Soal:
Dinyatakan di buku an-Nizhâm al-Ijtimâ’iy dalam topik pernikahan (az-Ziwâj) halaman 112 di buku yang ada di kami, halaman 101 di buku di website resmi, pada paragraf pertama yaitu, “dari pertemuan wanita dan pria ini muncul berbagai hubungan –relasi- (al-‘alâqât) yang berkaitan dengan kepentingan mereka dan kepentingan masyarakat di mana mereka hidup. Dan itu bukan problem (ghayru al-masyâkil) yang muncul dari pertemuan di masyarakat untuk berjual beli, ijarah, wakalah dan sebagainya. Dan mungkin saja langsung terlintas di dalam benak bahwa hubungan –relasi- ini adalah pernikahan saja…”.

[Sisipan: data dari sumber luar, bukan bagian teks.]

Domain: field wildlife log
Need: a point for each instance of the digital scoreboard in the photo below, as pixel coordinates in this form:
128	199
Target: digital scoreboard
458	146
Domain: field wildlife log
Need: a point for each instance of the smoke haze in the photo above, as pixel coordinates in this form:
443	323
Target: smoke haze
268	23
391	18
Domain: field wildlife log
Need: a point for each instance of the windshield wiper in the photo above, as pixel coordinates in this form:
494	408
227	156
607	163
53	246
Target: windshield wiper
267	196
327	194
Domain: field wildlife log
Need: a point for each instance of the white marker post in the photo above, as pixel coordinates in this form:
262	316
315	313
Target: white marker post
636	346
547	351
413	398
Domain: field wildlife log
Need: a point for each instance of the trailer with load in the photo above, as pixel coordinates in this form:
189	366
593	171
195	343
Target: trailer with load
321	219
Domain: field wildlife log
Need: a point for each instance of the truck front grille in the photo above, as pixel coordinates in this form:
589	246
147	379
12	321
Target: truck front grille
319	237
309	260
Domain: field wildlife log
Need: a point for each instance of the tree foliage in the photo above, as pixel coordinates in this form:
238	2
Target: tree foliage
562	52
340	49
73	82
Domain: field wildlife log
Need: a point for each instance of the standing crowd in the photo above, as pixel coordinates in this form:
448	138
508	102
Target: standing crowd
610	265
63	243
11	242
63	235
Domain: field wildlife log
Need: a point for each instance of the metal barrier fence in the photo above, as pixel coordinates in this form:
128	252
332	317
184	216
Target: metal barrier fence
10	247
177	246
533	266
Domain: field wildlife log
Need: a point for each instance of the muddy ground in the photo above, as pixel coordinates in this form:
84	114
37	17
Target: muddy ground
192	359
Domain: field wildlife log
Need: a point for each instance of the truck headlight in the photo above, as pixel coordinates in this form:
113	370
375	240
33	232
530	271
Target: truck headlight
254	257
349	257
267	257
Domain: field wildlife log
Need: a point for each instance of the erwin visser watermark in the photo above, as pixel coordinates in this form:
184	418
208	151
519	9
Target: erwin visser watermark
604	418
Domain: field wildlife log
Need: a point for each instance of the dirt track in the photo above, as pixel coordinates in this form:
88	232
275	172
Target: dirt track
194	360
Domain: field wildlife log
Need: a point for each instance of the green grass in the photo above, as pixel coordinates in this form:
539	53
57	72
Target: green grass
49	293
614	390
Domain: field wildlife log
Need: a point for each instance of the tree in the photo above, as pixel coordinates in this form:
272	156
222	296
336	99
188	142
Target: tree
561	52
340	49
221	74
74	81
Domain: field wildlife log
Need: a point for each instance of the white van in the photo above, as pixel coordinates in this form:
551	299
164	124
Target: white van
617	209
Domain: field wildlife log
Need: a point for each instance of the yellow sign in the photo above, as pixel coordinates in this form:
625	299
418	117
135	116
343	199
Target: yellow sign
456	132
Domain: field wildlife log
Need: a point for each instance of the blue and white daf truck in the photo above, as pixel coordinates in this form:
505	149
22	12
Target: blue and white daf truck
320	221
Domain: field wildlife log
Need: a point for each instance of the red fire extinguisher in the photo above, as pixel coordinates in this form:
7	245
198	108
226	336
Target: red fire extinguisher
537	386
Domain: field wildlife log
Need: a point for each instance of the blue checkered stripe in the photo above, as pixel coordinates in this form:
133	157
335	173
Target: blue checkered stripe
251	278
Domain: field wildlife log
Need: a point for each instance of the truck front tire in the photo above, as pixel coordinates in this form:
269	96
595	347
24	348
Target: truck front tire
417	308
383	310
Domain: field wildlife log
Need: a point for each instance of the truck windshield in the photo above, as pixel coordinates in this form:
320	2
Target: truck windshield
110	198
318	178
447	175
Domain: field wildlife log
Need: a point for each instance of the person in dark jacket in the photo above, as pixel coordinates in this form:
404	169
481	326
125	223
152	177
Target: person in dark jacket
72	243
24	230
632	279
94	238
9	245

Di awal, berbicara tentang berbagai hubungan –relasi- (al-‘alâqât), kemudian disebutkan “dan itu bukan berbagai problem (ghayru al-masyâkil)”, kemudian beralih “dan mungkin saja langsung terlintas di dalam benak bahwa hubungan –relasi- ini”. Kenapa dikatakan “dan itu bukan berbagai problem” dan tidak dikatakan “dan itu bukan berbagai hubungan –relasi-”, padahal pembicaraannya tentang al-‘alâqât (berbagai hubungan –relasi-)?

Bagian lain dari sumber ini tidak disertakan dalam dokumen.